I have two columns which have delimiters:
column1 column2
a,b,c,d e,f,g,h
h,i j,k
l,m,n o,p,q
... ...
I am trying to group them as ae, bf, cg, dh, hj, ik,etc.
I can split the delimiters but I do not know how to combine these, any help would be appreciated.
saved_column_1 = df["column1"].str.split(',', expand=True)
saved_column_2 = df["column2"].str.split(',', expand=True)

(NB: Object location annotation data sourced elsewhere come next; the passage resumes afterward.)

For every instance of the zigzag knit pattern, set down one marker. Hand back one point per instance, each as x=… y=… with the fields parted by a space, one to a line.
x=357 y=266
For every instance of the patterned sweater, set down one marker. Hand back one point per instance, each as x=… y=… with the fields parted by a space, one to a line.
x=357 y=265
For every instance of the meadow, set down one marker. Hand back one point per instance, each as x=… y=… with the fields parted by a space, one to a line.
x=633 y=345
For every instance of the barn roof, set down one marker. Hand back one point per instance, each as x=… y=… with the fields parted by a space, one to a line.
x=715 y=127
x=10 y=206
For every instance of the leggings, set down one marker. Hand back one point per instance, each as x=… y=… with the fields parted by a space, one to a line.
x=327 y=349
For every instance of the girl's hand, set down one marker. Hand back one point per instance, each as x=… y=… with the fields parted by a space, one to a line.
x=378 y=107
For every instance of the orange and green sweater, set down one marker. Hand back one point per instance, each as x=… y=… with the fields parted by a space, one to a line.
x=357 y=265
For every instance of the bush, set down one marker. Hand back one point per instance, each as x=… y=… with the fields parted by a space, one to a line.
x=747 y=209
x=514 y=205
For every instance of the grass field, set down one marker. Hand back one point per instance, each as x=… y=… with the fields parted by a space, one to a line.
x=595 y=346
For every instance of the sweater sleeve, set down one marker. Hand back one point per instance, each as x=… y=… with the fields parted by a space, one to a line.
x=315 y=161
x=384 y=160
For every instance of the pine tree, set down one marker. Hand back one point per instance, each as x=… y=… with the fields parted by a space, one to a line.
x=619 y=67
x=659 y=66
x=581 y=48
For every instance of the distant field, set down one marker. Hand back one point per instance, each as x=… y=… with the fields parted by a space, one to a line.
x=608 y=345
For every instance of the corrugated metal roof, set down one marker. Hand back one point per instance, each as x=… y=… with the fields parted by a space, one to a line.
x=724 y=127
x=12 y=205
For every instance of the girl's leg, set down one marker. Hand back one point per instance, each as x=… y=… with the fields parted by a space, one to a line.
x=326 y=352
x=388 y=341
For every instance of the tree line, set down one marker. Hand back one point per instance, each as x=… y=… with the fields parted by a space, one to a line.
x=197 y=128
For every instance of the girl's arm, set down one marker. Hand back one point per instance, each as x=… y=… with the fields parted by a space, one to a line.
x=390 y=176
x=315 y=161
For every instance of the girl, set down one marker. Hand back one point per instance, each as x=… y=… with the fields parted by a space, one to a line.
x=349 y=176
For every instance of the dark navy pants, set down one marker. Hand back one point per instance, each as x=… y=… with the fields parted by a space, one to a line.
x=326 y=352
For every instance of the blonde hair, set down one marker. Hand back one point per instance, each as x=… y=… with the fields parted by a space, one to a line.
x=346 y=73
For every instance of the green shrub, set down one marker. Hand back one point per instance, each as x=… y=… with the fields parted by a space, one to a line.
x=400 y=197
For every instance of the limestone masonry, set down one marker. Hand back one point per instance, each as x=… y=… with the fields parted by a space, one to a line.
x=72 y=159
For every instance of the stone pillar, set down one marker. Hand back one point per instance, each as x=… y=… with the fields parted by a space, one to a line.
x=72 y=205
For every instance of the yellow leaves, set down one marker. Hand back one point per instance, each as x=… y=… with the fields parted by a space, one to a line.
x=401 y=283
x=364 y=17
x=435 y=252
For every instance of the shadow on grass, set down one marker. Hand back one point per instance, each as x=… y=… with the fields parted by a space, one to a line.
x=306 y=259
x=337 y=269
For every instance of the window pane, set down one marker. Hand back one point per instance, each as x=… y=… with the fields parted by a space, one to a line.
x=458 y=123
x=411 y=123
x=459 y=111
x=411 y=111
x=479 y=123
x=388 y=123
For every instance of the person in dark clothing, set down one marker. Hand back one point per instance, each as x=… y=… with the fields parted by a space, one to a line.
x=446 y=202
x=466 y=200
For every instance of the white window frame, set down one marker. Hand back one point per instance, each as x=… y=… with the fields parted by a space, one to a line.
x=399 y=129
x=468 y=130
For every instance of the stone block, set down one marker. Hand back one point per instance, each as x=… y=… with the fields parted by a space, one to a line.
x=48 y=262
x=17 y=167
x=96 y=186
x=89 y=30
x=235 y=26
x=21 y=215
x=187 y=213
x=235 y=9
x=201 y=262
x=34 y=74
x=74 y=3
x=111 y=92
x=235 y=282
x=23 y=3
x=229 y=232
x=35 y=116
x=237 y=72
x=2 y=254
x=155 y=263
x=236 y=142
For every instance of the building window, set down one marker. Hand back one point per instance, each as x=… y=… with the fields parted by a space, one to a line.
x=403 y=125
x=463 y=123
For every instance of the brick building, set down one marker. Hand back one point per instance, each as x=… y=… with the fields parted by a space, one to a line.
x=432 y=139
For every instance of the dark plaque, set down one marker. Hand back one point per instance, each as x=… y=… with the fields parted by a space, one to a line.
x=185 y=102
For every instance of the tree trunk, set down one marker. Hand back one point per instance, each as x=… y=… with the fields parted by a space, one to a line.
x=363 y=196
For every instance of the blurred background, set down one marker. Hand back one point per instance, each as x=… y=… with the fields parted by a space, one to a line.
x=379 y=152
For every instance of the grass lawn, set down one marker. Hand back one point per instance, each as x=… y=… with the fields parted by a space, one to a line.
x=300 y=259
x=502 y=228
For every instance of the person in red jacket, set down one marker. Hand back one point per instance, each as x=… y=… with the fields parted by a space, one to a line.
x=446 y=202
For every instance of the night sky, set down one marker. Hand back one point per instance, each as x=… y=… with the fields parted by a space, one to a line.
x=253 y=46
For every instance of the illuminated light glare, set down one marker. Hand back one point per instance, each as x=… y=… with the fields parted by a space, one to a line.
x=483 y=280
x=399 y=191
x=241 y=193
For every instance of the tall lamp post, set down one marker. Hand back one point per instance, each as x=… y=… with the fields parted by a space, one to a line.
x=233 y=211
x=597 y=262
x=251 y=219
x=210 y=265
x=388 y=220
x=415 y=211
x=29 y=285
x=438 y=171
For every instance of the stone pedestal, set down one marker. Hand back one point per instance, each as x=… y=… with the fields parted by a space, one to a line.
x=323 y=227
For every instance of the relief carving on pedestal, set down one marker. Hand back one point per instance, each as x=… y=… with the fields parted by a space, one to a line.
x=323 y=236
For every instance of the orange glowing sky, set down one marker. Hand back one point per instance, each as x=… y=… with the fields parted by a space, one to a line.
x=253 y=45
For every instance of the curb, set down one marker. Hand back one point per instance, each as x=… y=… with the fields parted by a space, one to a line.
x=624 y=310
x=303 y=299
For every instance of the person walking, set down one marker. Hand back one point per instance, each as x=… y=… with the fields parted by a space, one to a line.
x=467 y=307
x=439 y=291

CodePudding user response:
IIUC, you could use:
(df.apply(lambda c: c.str.split('[,.]')) # or split(',') if the '.' is a typo
.explode(list(df.columns))
.agg(''.join, axis=1)
)
output:
0 ae
0 bf
0 cg
0 dh
1 hj
1 ik
2 lo
2 mp
2 nq
dtype: object
For a second level of grouping:
(df.apply(lambda c: c.str.split('[,.]'))
.explode(list(df.columns))
.agg(''.join, axis=1)
.groupby(level=0).agg(','.join) # this line is added
)
output:
0 ae,bf,cg,dh
1 hj,ik
2 lo,mp,nq
dtype: object
CodePudding user response:
Use nested list comprehension:
df['new'] = [','.join(''.join(x)
for x in list(zip(a.split(','), b.split(','))))
for a, b in zip(df['column1'], df['column2'])]
print (df)
column1 column2 new
0 a,b,c,d e,f,g,h ae,bf,cg,dh
1 h,i j,k hj,ik
2 l,m,n o,p.q lo,mp,nq
If need Series:
L = [''.join(x) for a, b in zip(df['column1'], df['column2'])
for x in list(zip(a.split(','),b.split(',')))]
s = pd.Series(L)
print (s)
0 ae
1 bf
2 cg
3 dh
4 hj
5 ik
6 lo
7 mp
8 nq
dtype: object